Todos se rieron del comentario de Karl, aunque la mirada sombría de Anna le indicó que se había apresurado a hacer bromas con respecto a sus pantalones delante de sus amigos.

– Tengo pescado. Se quedarán todos para la cena -dijo Karl.

“Lo único que faltaba”, pensó Anna. “Estuve entreteniendo a sus groseros amigos toda la tarde, ¡y no se le ocurre mejor idea que obligarme a aguantarlos durante toda la cena también!”

– Anna puede tirar al fuego unas pocas papas más -agregó Karl.

Eso es justo lo que Anna hizo. Había llegado al colmo del malhumor. Salió a buscar más papas, golpeando el piso con los pies. Anna sabía que a los indios les gustaban las papas y el pan blanco, tan diferente del que ellos hacían con el maíz. Regresó y arrojó las papas en las brasas sin preocuparse de envolverlas en hojas de plátano. ¡No estaba dispuesta a empaparse para ir a juntar hojas de plátano a fin de obsequiar a esa banda de indios insolentes!

Karl había empezado a limpiar el pescado sobre la mesa.

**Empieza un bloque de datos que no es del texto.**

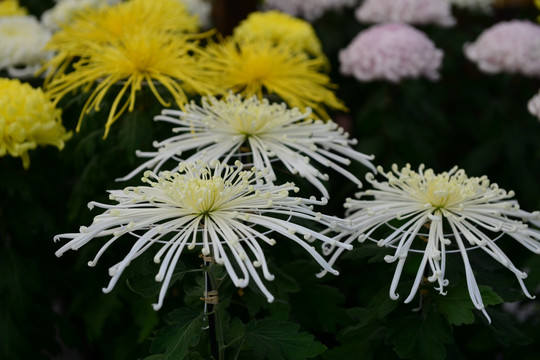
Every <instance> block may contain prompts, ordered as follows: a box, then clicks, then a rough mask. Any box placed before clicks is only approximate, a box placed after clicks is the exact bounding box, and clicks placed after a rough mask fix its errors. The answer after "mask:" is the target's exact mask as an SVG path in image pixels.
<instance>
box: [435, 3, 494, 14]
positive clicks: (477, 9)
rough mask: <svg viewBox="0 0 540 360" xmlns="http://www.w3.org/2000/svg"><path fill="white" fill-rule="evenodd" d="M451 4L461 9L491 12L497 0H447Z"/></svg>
mask: <svg viewBox="0 0 540 360" xmlns="http://www.w3.org/2000/svg"><path fill="white" fill-rule="evenodd" d="M446 1H448V2H449V3H450V5H452V6H455V7H457V8H460V9H468V10H481V11H484V12H489V11H491V10H492V7H493V3H494V2H495V0H446Z"/></svg>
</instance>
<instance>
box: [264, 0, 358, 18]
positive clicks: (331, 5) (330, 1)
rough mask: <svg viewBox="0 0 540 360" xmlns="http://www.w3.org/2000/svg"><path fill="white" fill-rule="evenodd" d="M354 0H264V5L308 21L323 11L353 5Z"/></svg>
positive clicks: (322, 14)
mask: <svg viewBox="0 0 540 360" xmlns="http://www.w3.org/2000/svg"><path fill="white" fill-rule="evenodd" d="M355 3H356V0H309V1H307V0H266V1H265V5H266V7H268V8H271V9H278V10H281V11H283V12H286V13H287V14H291V15H293V16H299V17H302V18H304V19H306V20H308V21H315V20H317V19H318V18H320V17H321V16H323V15H324V13H325V12H327V11H331V10H334V11H336V10H340V9H341V8H343V7H347V6H349V7H350V6H353V5H354V4H355Z"/></svg>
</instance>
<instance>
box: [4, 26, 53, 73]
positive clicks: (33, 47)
mask: <svg viewBox="0 0 540 360" xmlns="http://www.w3.org/2000/svg"><path fill="white" fill-rule="evenodd" d="M51 35H52V34H51V32H50V31H49V30H48V29H46V28H45V27H44V26H43V25H41V24H40V23H39V21H37V19H36V18H35V17H33V16H10V17H2V18H0V44H2V45H1V46H0V70H2V69H7V70H8V72H9V74H10V75H11V76H14V77H22V76H28V75H32V74H34V72H35V71H36V70H38V69H39V68H40V67H41V65H42V62H43V61H44V60H46V59H47V58H48V57H49V56H50V53H49V52H47V51H44V50H43V48H44V46H45V44H47V42H48V41H49V39H50V38H51Z"/></svg>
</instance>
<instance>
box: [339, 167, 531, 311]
mask: <svg viewBox="0 0 540 360" xmlns="http://www.w3.org/2000/svg"><path fill="white" fill-rule="evenodd" d="M392 170H393V172H388V173H384V171H383V170H382V168H379V172H380V173H381V174H382V175H383V176H384V177H385V178H386V181H383V182H379V181H377V180H375V179H374V176H373V175H372V174H368V176H366V178H367V180H368V181H369V182H370V183H371V185H372V186H373V188H374V190H367V191H364V192H360V193H358V194H357V197H358V198H359V200H355V199H347V202H346V203H345V207H346V208H347V209H348V210H347V218H346V219H347V220H349V221H350V222H351V229H352V230H350V231H348V232H345V233H343V234H342V235H341V236H343V237H347V240H346V241H345V243H349V244H350V243H351V242H352V241H354V240H355V239H358V240H359V241H361V242H362V241H364V240H365V239H369V240H372V241H375V242H376V243H377V244H378V245H379V246H387V247H392V248H394V249H395V253H394V255H387V256H386V257H385V261H386V262H388V263H392V262H395V261H397V266H396V270H395V273H394V278H393V280H392V284H391V285H390V297H391V298H392V299H394V300H395V299H397V298H398V294H396V288H397V285H398V282H399V279H400V277H401V273H402V270H403V266H404V264H405V261H406V260H407V256H408V255H409V253H411V252H421V253H423V256H422V261H421V263H420V267H419V269H418V273H417V275H416V278H415V281H414V284H413V286H412V289H411V291H410V293H409V295H408V297H407V298H406V300H405V302H406V303H408V302H410V301H411V300H412V299H413V298H414V296H415V294H416V292H417V290H418V287H419V285H420V283H421V281H422V279H423V278H424V276H425V275H424V274H425V268H426V266H427V265H428V264H429V269H430V270H431V274H430V275H429V277H428V278H427V280H428V281H429V282H436V283H437V284H438V287H436V289H437V290H439V292H440V293H441V294H445V291H444V287H445V286H446V285H448V280H447V279H445V270H446V256H447V254H448V253H449V252H458V253H459V254H461V257H462V258H463V263H464V265H465V273H466V277H467V287H468V290H469V294H470V297H471V300H472V302H473V303H474V305H475V307H476V308H477V309H479V310H481V311H482V312H483V313H484V314H485V315H486V317H488V316H487V313H486V312H485V309H484V304H483V302H482V297H481V294H480V290H479V288H478V285H477V283H476V279H475V277H474V273H473V270H472V267H471V264H470V262H469V257H468V254H467V251H468V250H470V249H471V248H479V249H482V250H483V251H485V252H486V253H487V254H488V255H490V256H491V257H492V258H493V259H495V260H497V261H498V262H499V263H501V264H502V265H504V266H505V267H507V268H508V269H510V270H511V271H512V272H513V273H514V274H515V275H516V277H517V279H518V281H519V284H520V285H521V288H522V289H523V292H524V293H525V294H526V295H527V296H528V297H530V298H533V297H532V296H531V295H530V294H529V292H528V291H527V289H526V287H525V285H524V283H523V279H525V278H526V277H527V274H526V273H524V272H522V271H520V270H518V269H517V268H516V267H515V266H514V264H513V263H512V261H511V260H510V259H509V258H508V256H507V255H506V254H505V253H504V252H503V251H502V250H501V249H500V248H499V247H498V246H497V245H496V243H495V241H496V240H498V239H499V238H500V237H501V236H502V235H505V234H506V235H509V236H510V237H512V238H514V239H515V240H517V241H518V242H519V243H520V244H521V245H523V246H525V247H526V248H527V249H529V250H531V251H533V252H535V253H537V254H538V253H540V242H539V240H540V231H538V230H537V229H533V228H531V227H529V226H528V225H527V224H526V223H524V221H525V222H526V221H529V222H531V223H532V224H534V225H535V226H539V225H540V213H539V212H534V213H529V212H525V211H523V210H520V209H519V205H518V203H517V201H516V200H512V199H511V198H512V197H513V196H514V193H513V192H512V191H509V192H506V191H504V190H502V189H500V188H499V187H498V186H497V184H491V183H490V182H489V180H488V179H487V177H485V176H483V177H467V175H466V174H465V172H464V171H463V170H461V169H458V168H457V167H454V168H453V169H452V170H450V171H449V172H443V173H441V174H435V173H434V172H433V170H431V169H424V167H423V166H420V168H419V171H418V172H415V171H414V170H411V167H410V166H409V165H407V166H406V167H404V168H402V169H401V170H399V169H398V168H397V166H396V165H394V166H393V167H392ZM366 197H367V199H366ZM370 197H372V199H369V198H370ZM390 223H391V224H390ZM426 227H427V228H429V231H425V232H424V233H423V232H422V230H423V229H426ZM377 229H379V230H383V231H384V230H386V233H385V235H384V237H383V238H382V239H380V240H378V239H379V238H375V236H376V235H374V232H375V231H376V230H377ZM341 236H340V237H341ZM415 247H417V248H418V247H423V248H424V249H423V250H419V249H414V248H415ZM341 252H342V251H341V250H340V249H338V250H337V251H336V252H335V253H334V254H333V256H332V258H331V260H330V261H329V263H330V264H333V263H334V262H335V260H336V258H337V257H338V256H339V254H340V253H341ZM488 319H489V317H488Z"/></svg>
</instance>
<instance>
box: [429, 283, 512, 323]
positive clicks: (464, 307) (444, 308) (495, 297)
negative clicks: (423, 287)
mask: <svg viewBox="0 0 540 360" xmlns="http://www.w3.org/2000/svg"><path fill="white" fill-rule="evenodd" d="M479 289H480V294H481V295H482V300H483V302H484V305H485V306H488V305H496V304H499V303H501V302H502V301H503V300H502V299H501V297H500V296H499V295H497V294H496V293H495V292H493V290H492V289H491V288H490V287H489V286H479ZM434 299H435V303H436V305H437V309H438V310H439V312H440V313H441V314H442V315H443V316H444V317H445V318H446V320H448V322H449V323H450V324H452V325H462V324H472V323H473V322H474V310H476V307H475V306H474V304H473V302H472V300H471V297H470V295H469V292H468V290H467V288H466V287H465V286H459V287H457V288H452V289H451V290H449V291H448V294H447V295H444V296H435V297H434Z"/></svg>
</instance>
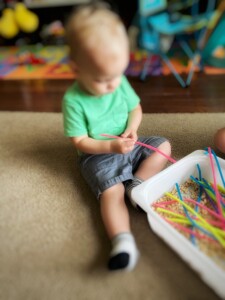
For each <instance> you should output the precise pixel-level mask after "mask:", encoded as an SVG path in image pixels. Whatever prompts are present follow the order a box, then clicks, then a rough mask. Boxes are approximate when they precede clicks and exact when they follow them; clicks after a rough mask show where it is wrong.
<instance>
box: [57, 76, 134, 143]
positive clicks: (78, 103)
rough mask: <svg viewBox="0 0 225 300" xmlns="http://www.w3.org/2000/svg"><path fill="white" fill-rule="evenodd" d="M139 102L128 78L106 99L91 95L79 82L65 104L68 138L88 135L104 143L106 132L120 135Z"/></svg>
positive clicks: (68, 91)
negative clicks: (79, 87) (103, 141)
mask: <svg viewBox="0 0 225 300" xmlns="http://www.w3.org/2000/svg"><path fill="white" fill-rule="evenodd" d="M139 102H140V98H139V97H138V96H137V94H136V93H135V91H134V90H133V88H132V87H131V86H130V84H129V82H128V80H127V79H126V77H125V76H122V79H121V83H120V85H119V87H118V88H117V89H116V90H115V91H114V92H113V93H110V94H106V95H103V96H93V95H89V94H87V93H85V92H84V91H82V90H81V89H80V88H79V86H78V84H77V82H75V83H74V84H73V85H72V86H71V87H70V88H69V89H68V90H67V91H66V93H65V95H64V98H63V103H62V110H63V121H64V133H65V136H68V137H78V136H82V135H88V136H89V137H91V138H94V139H97V140H100V139H105V137H102V136H101V134H102V133H108V134H112V135H120V134H121V133H123V132H124V130H125V128H126V124H127V119H128V114H129V112H130V111H132V110H133V109H134V108H135V107H137V105H138V104H139Z"/></svg>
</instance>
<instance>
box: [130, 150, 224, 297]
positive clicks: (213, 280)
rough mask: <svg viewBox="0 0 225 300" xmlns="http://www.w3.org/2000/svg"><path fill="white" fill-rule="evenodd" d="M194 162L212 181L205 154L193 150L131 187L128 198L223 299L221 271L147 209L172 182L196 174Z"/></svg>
mask: <svg viewBox="0 0 225 300" xmlns="http://www.w3.org/2000/svg"><path fill="white" fill-rule="evenodd" d="M218 160H219V163H220V166H221V169H222V172H223V174H224V175H225V160H223V159H221V158H218ZM213 161H214V160H213ZM197 164H199V165H200V168H201V172H202V177H204V178H205V179H206V180H208V181H211V182H212V181H213V175H212V171H211V166H210V161H209V156H208V155H206V154H205V151H203V150H197V151H195V152H193V153H191V154H189V155H187V156H185V157H184V158H183V159H181V160H179V161H178V162H176V163H174V164H173V165H171V166H169V167H168V168H166V169H165V170H163V171H162V172H160V173H158V174H157V175H155V176H153V177H152V178H150V179H149V180H146V181H145V182H143V183H142V184H140V185H139V186H138V187H136V188H134V189H133V191H132V197H133V199H134V200H135V201H136V203H137V204H138V205H139V206H140V207H141V208H142V209H143V210H144V211H146V213H147V218H148V222H149V224H150V227H151V228H152V230H153V231H154V232H155V233H156V234H157V235H159V236H160V237H161V238H162V239H163V240H164V241H165V242H166V243H167V244H168V245H169V246H170V247H171V248H172V249H174V251H175V252H177V253H178V254H179V255H180V256H181V258H182V259H183V260H184V261H186V262H187V263H188V264H189V265H190V266H191V267H192V268H193V269H194V270H195V271H197V272H198V273H199V274H200V276H201V278H202V280H203V281H204V282H205V283H206V284H208V285H209V286H210V287H211V288H212V289H213V290H214V291H215V292H216V293H217V294H218V295H219V296H220V297H222V298H223V299H225V271H224V270H223V269H221V268H220V267H219V266H218V265H217V264H216V263H215V262H214V261H213V260H211V259H210V257H208V256H207V255H206V254H204V253H203V252H201V251H200V250H198V248H197V247H195V246H194V245H193V244H192V243H191V242H190V241H189V240H188V239H186V238H185V237H184V236H183V235H182V234H180V233H179V232H178V231H177V230H176V229H175V228H174V227H172V226H171V225H170V224H168V223H167V222H166V221H165V220H163V219H162V218H161V217H160V215H159V214H157V213H156V212H155V211H154V210H153V209H152V208H151V204H152V203H153V202H155V201H156V200H157V199H159V198H160V197H161V196H162V195H164V193H165V192H169V191H171V190H172V188H173V187H174V186H175V183H178V184H182V183H184V182H185V181H186V180H187V179H189V178H190V175H193V176H196V177H197V176H198V171H197V167H196V165H197ZM214 164H215V162H214ZM215 170H216V176H217V177H216V178H217V183H219V184H221V185H222V182H221V179H220V176H219V172H218V169H217V166H216V164H215Z"/></svg>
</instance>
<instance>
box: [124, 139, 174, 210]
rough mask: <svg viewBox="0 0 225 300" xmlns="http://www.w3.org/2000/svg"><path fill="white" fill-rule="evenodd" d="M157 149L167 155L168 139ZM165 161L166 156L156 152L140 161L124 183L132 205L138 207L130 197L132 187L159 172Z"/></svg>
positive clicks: (138, 183) (151, 176)
mask: <svg viewBox="0 0 225 300" xmlns="http://www.w3.org/2000/svg"><path fill="white" fill-rule="evenodd" d="M158 149H159V150H160V151H162V152H163V153H165V154H167V155H168V156H170V154H171V146H170V143H169V142H168V141H165V142H163V143H162V144H161V145H160V146H159V147H158ZM166 163H167V158H165V157H164V156H163V155H161V154H160V153H158V152H154V153H152V154H151V155H150V156H149V157H147V158H146V159H145V160H144V161H142V163H141V164H140V166H139V167H138V169H137V171H136V172H135V174H134V178H133V180H131V181H129V182H128V183H126V194H127V196H128V197H129V199H130V201H131V203H132V205H133V206H134V207H136V208H138V206H137V204H136V203H135V201H134V200H133V199H132V189H133V188H134V187H136V186H137V185H139V184H141V183H142V182H143V181H145V180H147V179H149V178H151V177H152V176H154V175H155V174H157V173H158V172H160V171H161V170H162V169H163V168H164V167H165V165H166Z"/></svg>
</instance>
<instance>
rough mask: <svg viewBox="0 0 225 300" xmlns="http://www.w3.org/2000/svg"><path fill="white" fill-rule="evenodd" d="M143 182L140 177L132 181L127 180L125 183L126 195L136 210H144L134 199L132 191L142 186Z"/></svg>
mask: <svg viewBox="0 0 225 300" xmlns="http://www.w3.org/2000/svg"><path fill="white" fill-rule="evenodd" d="M142 182H143V181H142V180H141V179H140V178H138V177H135V176H134V178H133V179H131V180H127V181H126V182H125V183H124V186H125V193H126V195H127V197H128V198H129V200H130V202H131V204H132V205H133V207H135V208H136V209H138V210H142V209H141V208H140V206H139V205H138V204H137V203H136V202H135V201H134V200H133V199H132V194H131V193H132V189H133V188H135V187H136V186H138V185H139V184H141V183H142Z"/></svg>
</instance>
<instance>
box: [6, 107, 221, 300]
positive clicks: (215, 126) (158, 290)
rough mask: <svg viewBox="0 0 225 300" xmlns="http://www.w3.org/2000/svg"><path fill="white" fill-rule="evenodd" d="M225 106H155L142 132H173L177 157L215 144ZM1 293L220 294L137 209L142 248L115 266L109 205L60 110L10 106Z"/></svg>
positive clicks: (59, 294) (170, 137)
mask: <svg viewBox="0 0 225 300" xmlns="http://www.w3.org/2000/svg"><path fill="white" fill-rule="evenodd" d="M223 126H225V114H222V113H217V114H216V113H215V114H214V113H212V114H197V113H196V114H146V115H144V120H143V123H142V126H141V128H140V134H145V135H151V134H157V135H163V136H166V137H168V138H169V139H170V140H171V143H172V146H173V157H174V158H175V159H180V158H181V157H183V156H185V155H187V154H189V153H190V152H192V151H194V150H196V149H203V148H204V147H207V146H213V144H212V136H213V133H214V132H215V131H216V129H217V128H220V127H223ZM0 138H1V141H0V184H1V185H0V243H1V244H0V299H1V300H9V299H10V300H11V299H13V300H14V299H16V300H28V299H29V300H53V299H54V300H64V299H65V300H70V299H78V300H80V299H82V300H83V299H87V300H89V299H91V300H92V299H96V300H97V299H98V300H99V299H100V300H102V299H104V300H108V299H116V300H120V299H121V300H126V299H129V300H131V299H144V300H145V299H151V300H159V299H160V300H200V299H202V300H203V299H204V300H206V299H207V300H209V299H210V300H211V299H218V297H217V296H216V294H215V293H214V292H213V291H212V290H211V289H210V288H209V287H207V286H206V285H205V284H204V283H203V282H202V280H201V279H200V278H199V276H198V275H197V274H196V273H195V272H193V271H192V270H191V269H190V268H189V266H188V265H187V264H186V263H184V262H183V261H182V260H181V259H180V258H179V257H178V256H177V255H176V254H175V253H174V252H173V251H172V250H171V249H170V248H169V247H168V246H167V245H166V244H165V243H164V242H163V241H162V240H161V239H160V238H158V237H157V236H156V235H154V234H153V233H152V231H151V229H150V227H149V225H148V222H147V218H146V215H145V214H144V213H138V212H137V211H135V210H134V209H133V208H132V207H129V210H130V215H131V224H132V229H133V233H134V235H135V237H136V239H137V243H138V246H139V249H140V252H141V258H140V261H139V263H138V266H137V268H136V269H135V270H134V271H133V272H131V273H109V272H108V271H107V270H106V268H105V265H106V261H107V258H108V253H109V250H110V243H109V241H108V239H107V237H106V234H105V231H104V228H103V225H102V222H101V218H100V213H99V205H98V203H97V201H96V200H95V198H94V196H93V195H92V194H91V192H90V190H89V188H88V187H87V185H86V183H85V182H84V181H83V179H82V178H81V176H80V174H79V170H78V167H77V160H76V157H75V151H74V149H73V148H72V145H70V142H69V140H67V139H66V138H64V136H63V131H62V116H61V114H56V113H17V112H15V113H12V112H10V113H8V112H1V113H0Z"/></svg>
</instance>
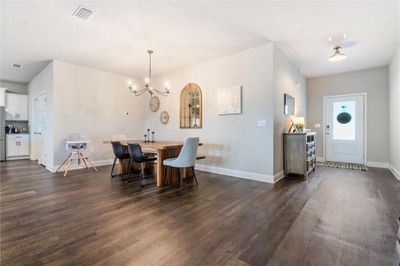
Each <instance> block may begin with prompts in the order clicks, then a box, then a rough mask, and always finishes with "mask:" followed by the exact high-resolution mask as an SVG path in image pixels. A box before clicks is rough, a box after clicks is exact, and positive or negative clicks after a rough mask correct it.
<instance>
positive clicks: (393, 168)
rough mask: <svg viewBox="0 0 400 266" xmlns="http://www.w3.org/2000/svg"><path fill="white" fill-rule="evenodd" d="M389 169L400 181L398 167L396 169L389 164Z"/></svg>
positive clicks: (390, 171)
mask: <svg viewBox="0 0 400 266" xmlns="http://www.w3.org/2000/svg"><path fill="white" fill-rule="evenodd" d="M389 170H390V172H392V174H393V175H394V176H395V177H396V178H397V179H398V180H399V181H400V169H396V168H394V167H393V165H390V166H389Z"/></svg>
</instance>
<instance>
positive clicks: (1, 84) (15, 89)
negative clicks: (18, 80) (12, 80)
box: [0, 80, 28, 94]
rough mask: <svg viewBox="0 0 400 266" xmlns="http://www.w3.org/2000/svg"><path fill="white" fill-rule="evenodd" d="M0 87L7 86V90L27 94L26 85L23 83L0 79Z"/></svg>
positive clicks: (11, 91)
mask: <svg viewBox="0 0 400 266" xmlns="http://www.w3.org/2000/svg"><path fill="white" fill-rule="evenodd" d="M0 88H7V92H13V93H19V94H28V86H27V84H25V83H17V82H10V81H5V80H0Z"/></svg>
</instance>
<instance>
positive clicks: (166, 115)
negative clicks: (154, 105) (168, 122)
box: [160, 111, 169, 125]
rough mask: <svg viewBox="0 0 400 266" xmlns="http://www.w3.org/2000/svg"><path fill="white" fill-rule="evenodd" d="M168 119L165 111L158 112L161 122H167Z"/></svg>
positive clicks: (166, 114) (166, 113) (164, 123)
mask: <svg viewBox="0 0 400 266" xmlns="http://www.w3.org/2000/svg"><path fill="white" fill-rule="evenodd" d="M168 120H169V114H168V113H167V111H163V112H161V114H160V121H161V123H162V124H164V125H165V124H167V123H168Z"/></svg>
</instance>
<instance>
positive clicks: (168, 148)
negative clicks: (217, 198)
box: [103, 139, 188, 187]
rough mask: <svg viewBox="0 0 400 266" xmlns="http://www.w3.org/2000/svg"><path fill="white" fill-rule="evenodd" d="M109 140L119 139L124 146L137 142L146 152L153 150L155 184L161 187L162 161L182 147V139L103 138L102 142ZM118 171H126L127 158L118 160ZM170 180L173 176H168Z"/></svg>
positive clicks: (127, 167) (176, 155)
mask: <svg viewBox="0 0 400 266" xmlns="http://www.w3.org/2000/svg"><path fill="white" fill-rule="evenodd" d="M111 141H119V142H121V144H122V145H123V146H125V148H127V146H128V143H138V144H139V145H140V146H141V148H142V150H143V151H144V152H147V153H151V152H154V153H156V154H157V170H156V177H157V186H159V187H161V186H162V185H163V184H164V167H163V161H164V160H165V159H168V158H175V157H178V155H179V153H180V151H181V149H182V147H183V142H182V141H155V142H151V141H143V140H137V139H120V140H104V141H103V143H104V144H110V145H111ZM117 168H118V173H119V174H123V173H126V172H127V170H128V168H129V160H124V161H121V160H120V162H119V164H118V167H117ZM168 174H169V175H172V174H173V172H172V171H169V172H168ZM183 175H184V177H186V176H188V171H187V170H185V171H184V173H183ZM169 179H170V180H175V179H176V178H175V177H174V176H172V177H171V176H170V178H169Z"/></svg>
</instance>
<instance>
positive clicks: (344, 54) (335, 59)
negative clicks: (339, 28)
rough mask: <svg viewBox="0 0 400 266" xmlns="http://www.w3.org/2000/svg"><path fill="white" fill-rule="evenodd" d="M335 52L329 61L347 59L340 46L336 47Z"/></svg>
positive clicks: (343, 59) (335, 47) (333, 49)
mask: <svg viewBox="0 0 400 266" xmlns="http://www.w3.org/2000/svg"><path fill="white" fill-rule="evenodd" d="M333 50H335V53H334V54H333V55H331V56H330V57H329V58H328V61H330V62H338V61H342V60H344V59H346V57H347V56H346V55H345V54H344V53H342V52H341V51H340V46H336V47H335V48H333Z"/></svg>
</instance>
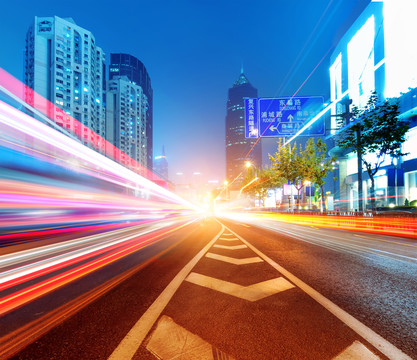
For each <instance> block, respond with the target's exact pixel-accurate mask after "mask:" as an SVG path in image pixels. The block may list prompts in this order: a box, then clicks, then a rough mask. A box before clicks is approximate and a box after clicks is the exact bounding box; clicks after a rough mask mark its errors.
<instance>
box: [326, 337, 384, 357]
mask: <svg viewBox="0 0 417 360" xmlns="http://www.w3.org/2000/svg"><path fill="white" fill-rule="evenodd" d="M333 360H379V357H378V356H376V355H375V354H374V353H373V352H372V351H371V350H369V349H368V348H367V347H366V346H365V345H363V344H362V343H361V342H359V341H357V340H356V341H355V342H354V343H353V344H352V345H350V346H349V347H347V348H346V349H345V350H343V352H341V353H340V354H339V355H337V356H336V357H334V358H333Z"/></svg>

Los indios expresaron su desaprobación, lo que avivó aún más el furor de Anna.

– ¿Por qué Tonka Squaw no limpiar el pescado? Pelo Blanco sentarse y fumar pipa con amigos.

– Anna no es muy buena para limpiar cosas -explicó Karl, con lo cual la enojó todavía más-. Nunca aprendió a limpiar el pescado, de todos modos. Ésta es la primera vez que traemos pescado desde que ella vino aquí.

– Mal comienzo para un matrimonio -fue el consenso general del grupo.

Anna dedujo que jamás verían a un indio que se respetara a sí mismo, limpiando pescado si tenía una esposa que lo hiciera por él. Empezó a sentir menos resentimiento hacia Karl por eximirla de esa aborrecible tarea. Fue al manantial a buscar agua y accedió a lavar cada filete después de que Karl lo raspaba con el cuchillo.